A preferable approach is to decide whether a patient has stopped bleeding early in the evaluation period. If the patient is hemodynamically stable and not passing fresh blood per rectum, the patient is prepared for an “urgent” colonoscopy. Polyethylene glycol is administered over 4 to 6 hours, preferably through a nasogastric tube if it has been left in place. A colonoscopy then can be performed in a much more controlled setting. The patient is now hemodynamically stable and can be sedated, permitting a safer procedure. Mucosal detail is usually comparable to that of elective procedures, although high-pressure irrigation to remove an adherent clot must be available.
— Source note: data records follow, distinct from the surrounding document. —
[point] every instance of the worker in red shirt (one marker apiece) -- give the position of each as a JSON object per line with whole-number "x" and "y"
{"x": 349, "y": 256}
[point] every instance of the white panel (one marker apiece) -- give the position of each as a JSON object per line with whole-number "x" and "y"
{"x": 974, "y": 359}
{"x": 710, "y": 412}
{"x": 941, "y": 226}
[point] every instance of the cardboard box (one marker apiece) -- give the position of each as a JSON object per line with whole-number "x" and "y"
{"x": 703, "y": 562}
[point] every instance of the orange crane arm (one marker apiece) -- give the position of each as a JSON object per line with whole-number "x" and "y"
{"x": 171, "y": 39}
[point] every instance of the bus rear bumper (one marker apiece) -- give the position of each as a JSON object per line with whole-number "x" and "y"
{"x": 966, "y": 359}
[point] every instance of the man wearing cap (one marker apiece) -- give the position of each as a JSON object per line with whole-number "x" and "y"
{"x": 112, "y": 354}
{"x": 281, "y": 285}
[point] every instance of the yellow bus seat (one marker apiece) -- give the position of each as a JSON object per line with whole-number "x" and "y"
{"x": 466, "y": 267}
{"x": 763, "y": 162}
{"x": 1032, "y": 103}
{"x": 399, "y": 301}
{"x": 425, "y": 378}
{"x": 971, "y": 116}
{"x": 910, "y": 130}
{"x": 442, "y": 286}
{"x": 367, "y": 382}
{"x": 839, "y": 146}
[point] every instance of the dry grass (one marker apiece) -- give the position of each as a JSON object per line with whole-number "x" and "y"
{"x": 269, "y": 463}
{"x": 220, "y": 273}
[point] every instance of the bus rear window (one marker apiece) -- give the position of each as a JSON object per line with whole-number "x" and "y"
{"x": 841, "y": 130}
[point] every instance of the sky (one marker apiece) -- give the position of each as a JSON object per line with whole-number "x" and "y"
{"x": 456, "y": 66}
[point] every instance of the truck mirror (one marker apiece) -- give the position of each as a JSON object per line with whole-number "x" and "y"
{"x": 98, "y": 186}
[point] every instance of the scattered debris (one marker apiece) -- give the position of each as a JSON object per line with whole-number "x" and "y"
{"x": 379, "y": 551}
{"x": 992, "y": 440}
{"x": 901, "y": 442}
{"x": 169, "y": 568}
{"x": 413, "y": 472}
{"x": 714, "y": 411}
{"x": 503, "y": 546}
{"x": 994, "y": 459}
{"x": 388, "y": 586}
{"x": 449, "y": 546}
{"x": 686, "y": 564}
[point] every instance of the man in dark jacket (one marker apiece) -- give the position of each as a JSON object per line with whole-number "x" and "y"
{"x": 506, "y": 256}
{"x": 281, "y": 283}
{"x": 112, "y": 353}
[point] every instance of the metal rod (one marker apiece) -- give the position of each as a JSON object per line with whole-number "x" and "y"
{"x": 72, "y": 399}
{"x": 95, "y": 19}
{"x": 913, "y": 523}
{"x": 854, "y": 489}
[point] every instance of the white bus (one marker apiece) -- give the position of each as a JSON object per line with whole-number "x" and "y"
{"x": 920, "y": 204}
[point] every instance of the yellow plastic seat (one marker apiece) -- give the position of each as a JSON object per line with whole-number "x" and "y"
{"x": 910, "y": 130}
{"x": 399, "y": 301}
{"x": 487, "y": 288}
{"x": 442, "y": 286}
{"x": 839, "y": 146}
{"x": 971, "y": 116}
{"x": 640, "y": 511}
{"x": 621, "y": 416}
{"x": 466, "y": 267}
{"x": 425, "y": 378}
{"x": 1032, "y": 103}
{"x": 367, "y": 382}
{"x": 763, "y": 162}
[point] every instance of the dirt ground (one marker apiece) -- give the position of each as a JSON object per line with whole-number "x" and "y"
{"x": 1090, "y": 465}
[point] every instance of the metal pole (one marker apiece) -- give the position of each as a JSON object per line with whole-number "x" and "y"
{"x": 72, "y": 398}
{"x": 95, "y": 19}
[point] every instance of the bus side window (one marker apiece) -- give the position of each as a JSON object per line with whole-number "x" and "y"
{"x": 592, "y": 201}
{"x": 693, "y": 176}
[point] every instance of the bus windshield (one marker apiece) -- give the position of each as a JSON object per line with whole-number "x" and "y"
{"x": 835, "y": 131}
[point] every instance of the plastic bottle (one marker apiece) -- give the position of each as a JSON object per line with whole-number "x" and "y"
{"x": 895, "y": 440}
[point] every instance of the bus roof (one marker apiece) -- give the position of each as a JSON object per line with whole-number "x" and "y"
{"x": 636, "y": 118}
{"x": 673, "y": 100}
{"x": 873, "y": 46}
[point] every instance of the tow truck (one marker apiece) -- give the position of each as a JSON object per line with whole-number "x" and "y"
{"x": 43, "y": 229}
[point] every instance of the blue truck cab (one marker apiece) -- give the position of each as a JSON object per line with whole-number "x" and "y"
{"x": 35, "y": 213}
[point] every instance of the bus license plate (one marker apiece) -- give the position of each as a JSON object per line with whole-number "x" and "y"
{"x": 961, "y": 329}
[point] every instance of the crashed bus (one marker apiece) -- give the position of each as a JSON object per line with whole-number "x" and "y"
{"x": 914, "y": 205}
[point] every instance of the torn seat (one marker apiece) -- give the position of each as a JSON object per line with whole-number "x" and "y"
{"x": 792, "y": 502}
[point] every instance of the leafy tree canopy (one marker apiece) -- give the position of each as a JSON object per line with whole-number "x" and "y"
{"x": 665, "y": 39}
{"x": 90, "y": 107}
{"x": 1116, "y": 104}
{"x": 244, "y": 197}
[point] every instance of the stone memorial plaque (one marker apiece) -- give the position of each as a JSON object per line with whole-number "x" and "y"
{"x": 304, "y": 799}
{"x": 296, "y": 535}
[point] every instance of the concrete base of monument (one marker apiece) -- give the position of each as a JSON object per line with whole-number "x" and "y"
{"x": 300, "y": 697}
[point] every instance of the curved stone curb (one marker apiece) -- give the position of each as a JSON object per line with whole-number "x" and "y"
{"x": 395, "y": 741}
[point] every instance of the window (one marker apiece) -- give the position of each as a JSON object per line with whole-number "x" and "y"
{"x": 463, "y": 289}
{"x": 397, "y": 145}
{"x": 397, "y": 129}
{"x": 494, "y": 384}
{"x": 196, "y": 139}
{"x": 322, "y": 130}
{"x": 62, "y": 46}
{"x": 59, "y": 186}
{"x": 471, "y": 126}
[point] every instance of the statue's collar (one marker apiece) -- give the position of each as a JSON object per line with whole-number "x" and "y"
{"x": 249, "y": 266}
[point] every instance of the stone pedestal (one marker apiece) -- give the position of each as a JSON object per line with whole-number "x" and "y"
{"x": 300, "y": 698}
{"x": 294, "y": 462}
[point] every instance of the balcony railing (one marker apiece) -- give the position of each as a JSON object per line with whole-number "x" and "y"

It is unusual to detect an actively bleeding lesion during colonoscopy performed in this setting. However, suspicious lesions other than diverticula have been reported in up to 50% of patients. Neoplastic lesions can be removed or biopsied at the time of the colonoscopy. Areas of ulceration or active colitis also can be biopsied. Some controversy exists about whether angiodysplastic lesions that are not actively bleeding should be treated prophylactically. We treat them if no other potential bleeding sources are found during the patient’s evaluation and if there is a high degree of suspicion that the vascular ectasia has recently bled. When numerous nonbleeding angiodysplastic lesions are present, their distribution is noted and no active treatment is undertaken. The method of coagulation that is preferred in our gastrointestinal unit is to use the heater probe to cauterize around the lesion and finally to cauterize the central area. Care is taken to use low-power settings, especially in the right colon, which has a relatively thin wall. Other methods of coagulation that can be utilized are bicap electrocautery, needle injection, argon plasma coagulation, and neodymium: yttrium-aluminum-garnet (Nd:YAG) laser therapy. When a diverticulum has stigmata of bleeding, endoscopic clipping has become a favored treatment. Typically, epinephrine is injected into the diverticulum to evert it for better access. This maneuver is then followed by clipping of the vessel or the entire diverticular orifice. Tattooing of suspected bleeding sites is also recommended for future localization should recurrent bleeding occur.
It is important to perform colonoscopy in all patients who have undergone therapeutic angiography. Although the patient may have stopped bleeding after either administration of vasopressin or embolization, there is a 5% to 30% incidence of neoplastic lesions in this setting. Furthermore, the mucosa can be evaluated for evidence of ischemia, especially if abdominal pain or tenderness develops.